On NAFTA, the tight political calendar already has spurred Lighthizer to soften his demands to overhaul rules on cars to increase auto and parts production in the United States. The issue has dominated recent negotiations, and a breakthrough could pave the way to settling other sticking points.

Toward that end, Lighthizer dropped his initial push for a new 50% minimum of U.S.-local content before a vehicle can get NAFTA’s tariff-free treatment, and instead is looking at a different formula that could provide more work for American facilities. He has also shown a willingness to bend somewhat on his original proposal to raise the overall North American portion of the value of vehicles to 85% from the current 62.5%, meant largely to reduce reliance of parts from Asia in the assembly of cars and trucks.

But at the same time, Lighthizer has given little indication that he will make a broad retreat on major negotiating objectives, including eliminating or weakening certain NAFTA dispute resolution mechanisms, revising government procurement rules in favor of American firms, and inserting a new, so-called sunset provision that would allow the U.S. to reopen NAFTA after a period of time.

“This is where he sees creating a new American trade agreement model, and so he’s not going to just drop all those rebalancing and restructuring issues,” said Lori Wallach, director of Public Citizen’s Global Trade Watch, which has been a vocal critic of NAFTA. She added that it’s also an opportunity for Lighthizer to get a trade deal that can pass Congress, unlike the Trans-Pacific Partnership that languished without enough support.
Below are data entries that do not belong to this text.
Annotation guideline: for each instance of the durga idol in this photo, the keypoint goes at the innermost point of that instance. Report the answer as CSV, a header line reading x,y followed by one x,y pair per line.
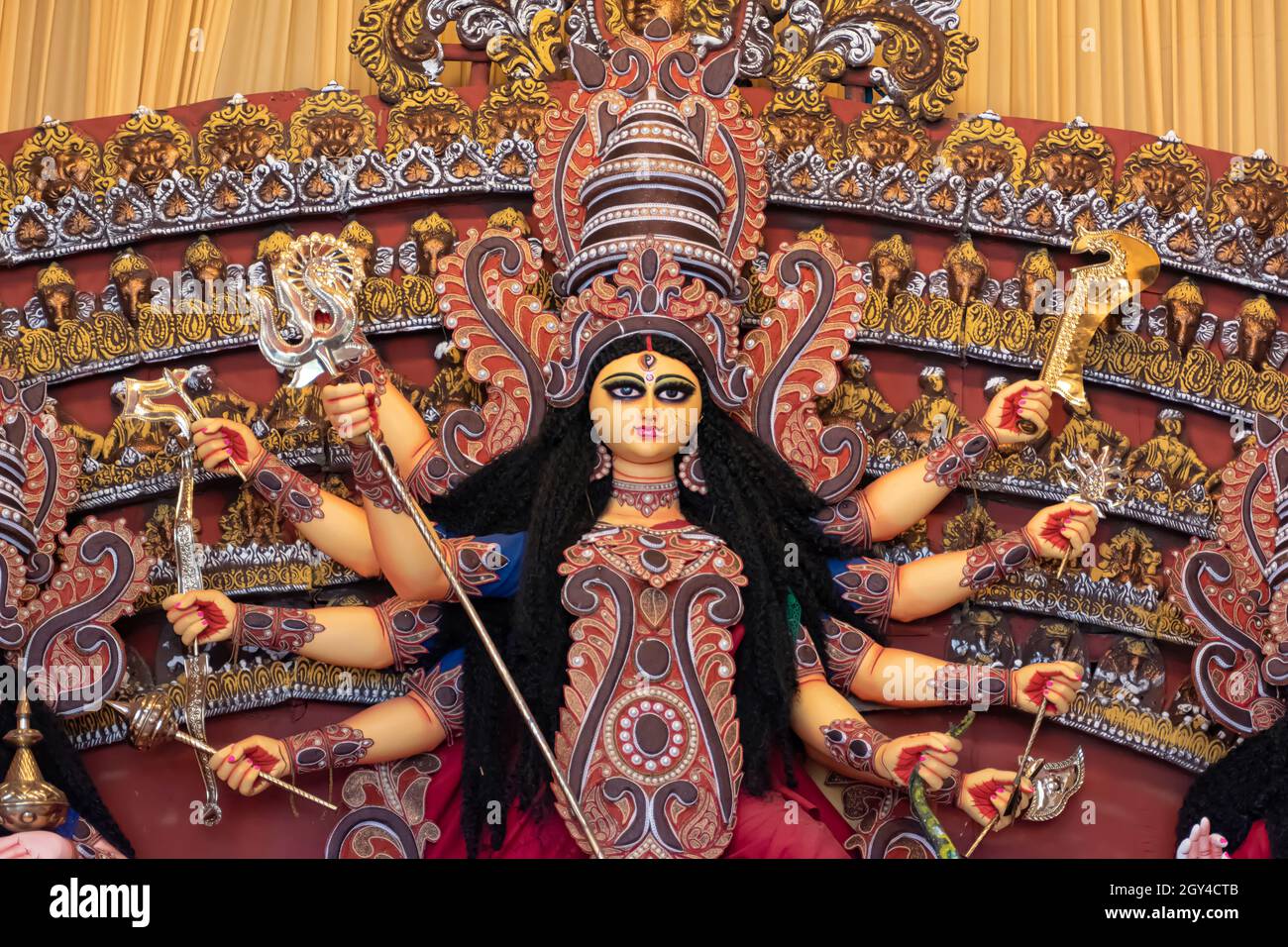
x,y
665,540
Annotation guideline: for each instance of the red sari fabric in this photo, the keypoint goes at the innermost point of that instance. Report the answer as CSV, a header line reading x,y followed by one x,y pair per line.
x,y
786,822
1256,844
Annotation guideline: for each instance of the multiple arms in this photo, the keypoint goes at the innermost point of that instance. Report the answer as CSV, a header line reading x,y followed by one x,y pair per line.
x,y
836,736
391,634
896,501
831,729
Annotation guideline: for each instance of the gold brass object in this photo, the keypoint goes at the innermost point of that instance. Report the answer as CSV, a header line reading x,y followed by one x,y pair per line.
x,y
153,724
1095,292
27,802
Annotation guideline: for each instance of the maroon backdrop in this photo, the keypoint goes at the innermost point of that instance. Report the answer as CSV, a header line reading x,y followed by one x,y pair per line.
x,y
1128,804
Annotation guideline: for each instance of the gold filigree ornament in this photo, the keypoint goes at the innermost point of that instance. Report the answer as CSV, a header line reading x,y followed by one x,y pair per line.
x,y
1073,159
1166,174
333,123
145,151
922,63
1254,189
984,147
433,118
54,161
239,137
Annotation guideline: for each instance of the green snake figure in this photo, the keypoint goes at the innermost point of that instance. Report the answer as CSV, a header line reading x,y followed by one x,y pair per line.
x,y
944,847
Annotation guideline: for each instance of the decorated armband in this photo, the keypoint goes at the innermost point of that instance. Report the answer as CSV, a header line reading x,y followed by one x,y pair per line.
x,y
273,629
960,457
807,665
296,496
849,519
995,561
870,585
854,744
973,685
89,841
334,746
438,692
407,625
846,648
369,476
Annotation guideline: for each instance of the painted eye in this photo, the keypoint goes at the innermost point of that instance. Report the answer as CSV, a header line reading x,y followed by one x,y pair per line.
x,y
674,393
625,390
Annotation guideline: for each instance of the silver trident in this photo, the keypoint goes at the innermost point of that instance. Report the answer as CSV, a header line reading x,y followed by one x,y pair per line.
x,y
143,402
317,278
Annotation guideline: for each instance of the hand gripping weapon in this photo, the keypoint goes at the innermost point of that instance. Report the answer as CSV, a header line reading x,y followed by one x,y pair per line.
x,y
151,724
1096,291
1100,483
143,402
317,278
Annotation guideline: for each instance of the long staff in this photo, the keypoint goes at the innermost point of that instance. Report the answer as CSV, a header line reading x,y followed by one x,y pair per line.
x,y
325,268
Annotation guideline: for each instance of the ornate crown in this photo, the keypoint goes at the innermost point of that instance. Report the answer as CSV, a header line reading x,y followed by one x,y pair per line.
x,y
649,195
652,146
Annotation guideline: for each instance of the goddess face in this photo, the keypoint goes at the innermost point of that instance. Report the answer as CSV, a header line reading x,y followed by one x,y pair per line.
x,y
645,406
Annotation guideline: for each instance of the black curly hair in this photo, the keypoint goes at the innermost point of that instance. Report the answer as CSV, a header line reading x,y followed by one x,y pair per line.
x,y
60,764
755,502
1249,784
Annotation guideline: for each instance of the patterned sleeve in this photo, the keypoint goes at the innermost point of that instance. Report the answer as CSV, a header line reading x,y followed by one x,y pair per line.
x,y
487,566
807,667
846,648
870,586
438,692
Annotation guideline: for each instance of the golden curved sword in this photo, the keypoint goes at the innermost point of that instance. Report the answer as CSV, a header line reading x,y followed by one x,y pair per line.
x,y
1095,291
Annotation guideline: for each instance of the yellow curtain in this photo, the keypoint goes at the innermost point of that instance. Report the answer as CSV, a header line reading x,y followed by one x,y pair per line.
x,y
85,58
1216,71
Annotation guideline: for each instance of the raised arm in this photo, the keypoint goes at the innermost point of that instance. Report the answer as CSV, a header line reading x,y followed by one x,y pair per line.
x,y
485,566
391,634
400,727
840,738
879,591
893,502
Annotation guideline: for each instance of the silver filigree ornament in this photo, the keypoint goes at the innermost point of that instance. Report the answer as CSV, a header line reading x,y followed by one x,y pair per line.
x,y
1100,482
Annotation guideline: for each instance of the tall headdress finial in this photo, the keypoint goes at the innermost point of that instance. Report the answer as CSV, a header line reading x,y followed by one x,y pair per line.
x,y
649,193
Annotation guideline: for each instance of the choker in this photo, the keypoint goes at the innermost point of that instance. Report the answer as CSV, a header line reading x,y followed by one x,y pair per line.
x,y
647,497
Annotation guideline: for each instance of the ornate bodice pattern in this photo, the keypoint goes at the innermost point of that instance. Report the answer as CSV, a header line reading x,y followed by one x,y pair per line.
x,y
648,735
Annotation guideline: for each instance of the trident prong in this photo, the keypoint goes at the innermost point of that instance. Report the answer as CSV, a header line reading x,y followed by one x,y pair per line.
x,y
325,269
318,274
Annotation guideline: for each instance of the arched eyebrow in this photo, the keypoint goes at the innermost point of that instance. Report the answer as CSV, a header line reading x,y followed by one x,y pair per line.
x,y
673,376
619,375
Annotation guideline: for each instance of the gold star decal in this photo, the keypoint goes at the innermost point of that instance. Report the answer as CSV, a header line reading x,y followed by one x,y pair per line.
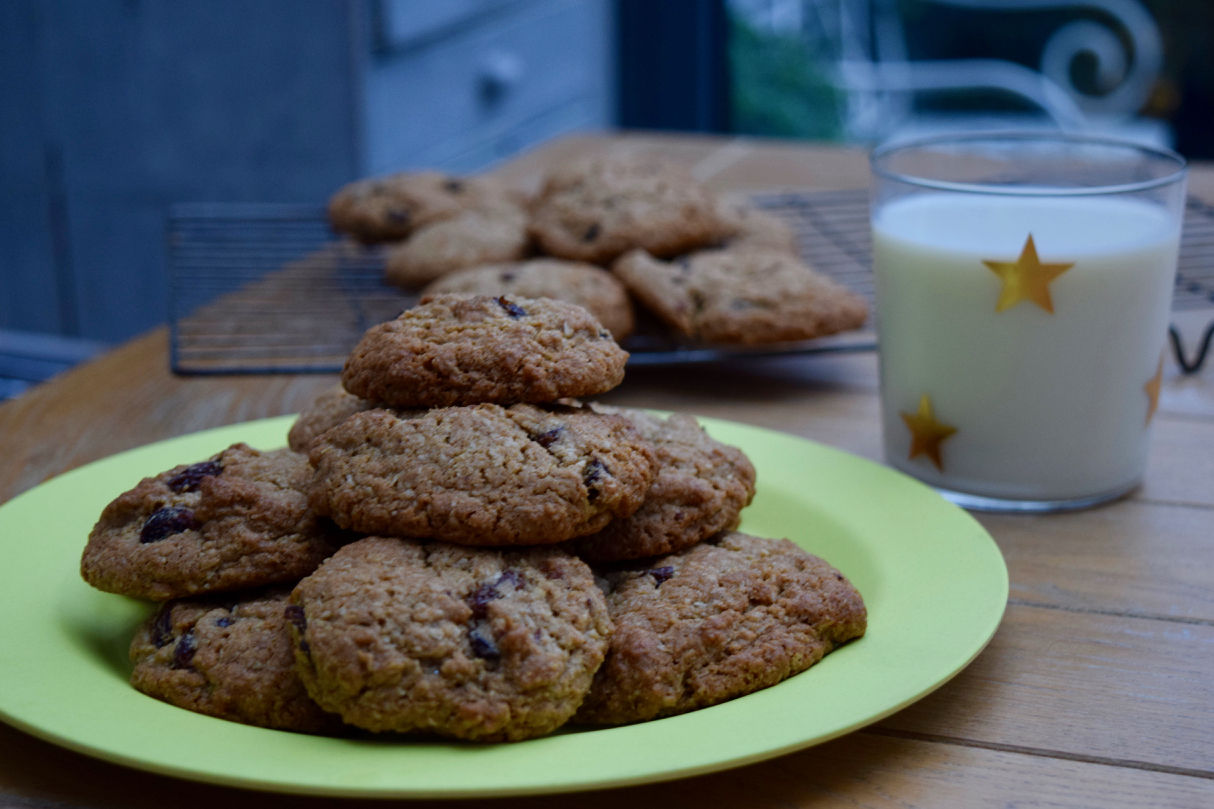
x,y
1152,391
1026,278
926,433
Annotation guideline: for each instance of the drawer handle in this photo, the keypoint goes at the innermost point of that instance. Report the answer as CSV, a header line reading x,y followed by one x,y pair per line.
x,y
500,73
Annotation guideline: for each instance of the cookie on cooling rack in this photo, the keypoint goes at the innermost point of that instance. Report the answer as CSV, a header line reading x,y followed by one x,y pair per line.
x,y
753,227
597,209
481,475
391,208
467,643
746,296
329,409
718,621
234,521
474,237
227,658
466,350
576,282
701,488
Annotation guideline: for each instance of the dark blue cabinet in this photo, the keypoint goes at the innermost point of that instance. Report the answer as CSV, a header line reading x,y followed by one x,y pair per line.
x,y
113,111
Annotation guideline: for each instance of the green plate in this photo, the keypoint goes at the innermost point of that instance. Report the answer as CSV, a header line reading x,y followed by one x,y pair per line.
x,y
920,564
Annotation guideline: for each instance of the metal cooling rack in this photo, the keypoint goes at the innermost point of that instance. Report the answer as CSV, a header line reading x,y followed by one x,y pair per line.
x,y
260,289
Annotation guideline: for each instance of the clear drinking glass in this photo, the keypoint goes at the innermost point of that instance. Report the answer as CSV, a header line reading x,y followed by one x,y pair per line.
x,y
1024,284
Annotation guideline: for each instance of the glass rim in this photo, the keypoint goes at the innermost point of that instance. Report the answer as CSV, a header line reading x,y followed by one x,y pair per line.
x,y
1028,191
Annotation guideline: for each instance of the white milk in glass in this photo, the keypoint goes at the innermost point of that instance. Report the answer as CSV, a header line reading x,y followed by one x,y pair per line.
x,y
1045,406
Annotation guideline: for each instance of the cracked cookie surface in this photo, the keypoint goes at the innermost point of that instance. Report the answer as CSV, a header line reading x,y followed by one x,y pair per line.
x,y
237,520
392,208
596,209
481,475
715,622
467,643
576,282
466,350
329,409
471,238
701,488
747,296
228,658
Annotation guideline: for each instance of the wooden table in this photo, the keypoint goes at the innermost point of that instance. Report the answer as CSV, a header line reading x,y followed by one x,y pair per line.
x,y
1098,689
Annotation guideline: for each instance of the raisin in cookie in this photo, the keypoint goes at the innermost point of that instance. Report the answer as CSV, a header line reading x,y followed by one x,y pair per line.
x,y
715,622
386,209
747,296
701,488
234,521
227,658
481,475
471,238
467,350
597,209
329,409
593,288
467,643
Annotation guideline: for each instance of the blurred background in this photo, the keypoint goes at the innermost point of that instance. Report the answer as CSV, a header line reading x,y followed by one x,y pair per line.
x,y
114,111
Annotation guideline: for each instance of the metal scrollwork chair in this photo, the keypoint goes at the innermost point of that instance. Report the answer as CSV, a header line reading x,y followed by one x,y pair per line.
x,y
879,80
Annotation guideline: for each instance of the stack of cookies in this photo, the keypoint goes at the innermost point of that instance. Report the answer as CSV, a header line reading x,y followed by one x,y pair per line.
x,y
465,549
606,233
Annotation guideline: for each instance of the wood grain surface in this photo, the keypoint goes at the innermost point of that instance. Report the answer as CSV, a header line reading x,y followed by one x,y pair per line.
x,y
1096,690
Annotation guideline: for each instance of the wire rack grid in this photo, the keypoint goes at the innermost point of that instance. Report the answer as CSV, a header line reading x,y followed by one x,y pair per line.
x,y
262,288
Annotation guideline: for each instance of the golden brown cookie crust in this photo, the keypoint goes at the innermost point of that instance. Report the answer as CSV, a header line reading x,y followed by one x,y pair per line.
x,y
481,475
227,658
715,622
742,296
391,208
467,643
236,521
471,238
594,210
329,409
576,282
753,227
466,350
701,488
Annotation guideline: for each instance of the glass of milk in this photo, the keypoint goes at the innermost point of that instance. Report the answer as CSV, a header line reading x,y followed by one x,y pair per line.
x,y
1024,284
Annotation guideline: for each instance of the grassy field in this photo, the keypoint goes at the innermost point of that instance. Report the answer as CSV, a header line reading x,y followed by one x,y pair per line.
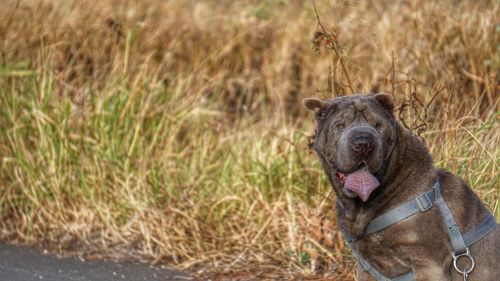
x,y
171,132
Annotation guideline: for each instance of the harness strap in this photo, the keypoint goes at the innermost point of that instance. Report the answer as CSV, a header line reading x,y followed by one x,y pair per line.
x,y
421,203
456,239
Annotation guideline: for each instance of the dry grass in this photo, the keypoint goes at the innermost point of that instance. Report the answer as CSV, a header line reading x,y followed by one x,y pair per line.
x,y
171,131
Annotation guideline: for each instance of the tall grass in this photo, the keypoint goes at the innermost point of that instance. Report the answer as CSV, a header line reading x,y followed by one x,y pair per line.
x,y
171,131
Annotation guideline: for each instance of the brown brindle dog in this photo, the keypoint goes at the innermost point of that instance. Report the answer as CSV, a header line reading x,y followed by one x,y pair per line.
x,y
374,164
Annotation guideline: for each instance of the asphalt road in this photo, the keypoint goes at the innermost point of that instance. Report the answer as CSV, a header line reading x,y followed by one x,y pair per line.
x,y
25,264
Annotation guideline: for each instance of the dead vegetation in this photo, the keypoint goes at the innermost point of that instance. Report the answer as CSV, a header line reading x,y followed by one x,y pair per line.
x,y
171,131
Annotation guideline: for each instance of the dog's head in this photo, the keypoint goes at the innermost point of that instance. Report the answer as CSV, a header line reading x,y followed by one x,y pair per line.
x,y
354,140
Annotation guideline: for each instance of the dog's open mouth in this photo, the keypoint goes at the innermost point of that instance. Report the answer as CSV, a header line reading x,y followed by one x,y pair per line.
x,y
361,182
Trump has repeatedly blasted NAFTA as a bad deal for America, blaming it for destroying domestic jobs and factories as well as for adding to the large trade deficit with Mexico. But many economists point to factors such as automation for displacing U.S. workers and doubt that a revamped NAFTA would lead to a renaissance in manufacturing resulting in many jobs or much of a reduction in the deficit.

“I am not sure there’s any agreement President Trump can accept politically,” said Michael Camuñez, a former Commerce Department official who is chief executive of Monarch Global Services, a consulting firm with offices in Los Angeles and Washington. “Even if Trump signs off on it — and that’s a big if — Congress is fractured along very delicate lines,” he said.

Congressional Democrats have urged Lighthizer to address Mexican workers’ rights to organize and bargain for higher pay — something that Rep. Sander M. Levin (D-Mich.), a key proponent for tougher labor standards, says will be important if the Trump administration hopes to win Democratic votes for passage of a new NAFTA.

“They have been slowly, incrementally beefing up their proposal,” said Celeste Drake, a trade policy specialist at the AFL-CIO, referring to the Trump trade team’s labor demands. But Drake, one of several hundred business and other stakeholders with whom U.S. trade officials have shared specific negotiating proposals, said she has not yet seen the administration’s consolidated chapter on labor.

On balance, Mexican negotiators would prefer to make a deal and sign a NAFTA agreement before a new government is seated, analysts in Mexico said.

The political calculus includes a desire by the current government to enshrine certain rules on privatizing energy industries through NAFTA before a potentially new president takes office and makes that impossible.

The opposition leftist candidate Andrés Manuel López Obrador has a big lead in the polls and is considered to be more nationalistic and protectionist than the outgoing president, Enrique Peña Nieto.

But Mexican negotiators will be hard-pressed to accept U.S. demands on Mexican wages, as well as restrictive rules on textiles and perishable produce, among other changes. Mexican officials may decide it’s worth the risk to delay and call Trump’s bluff.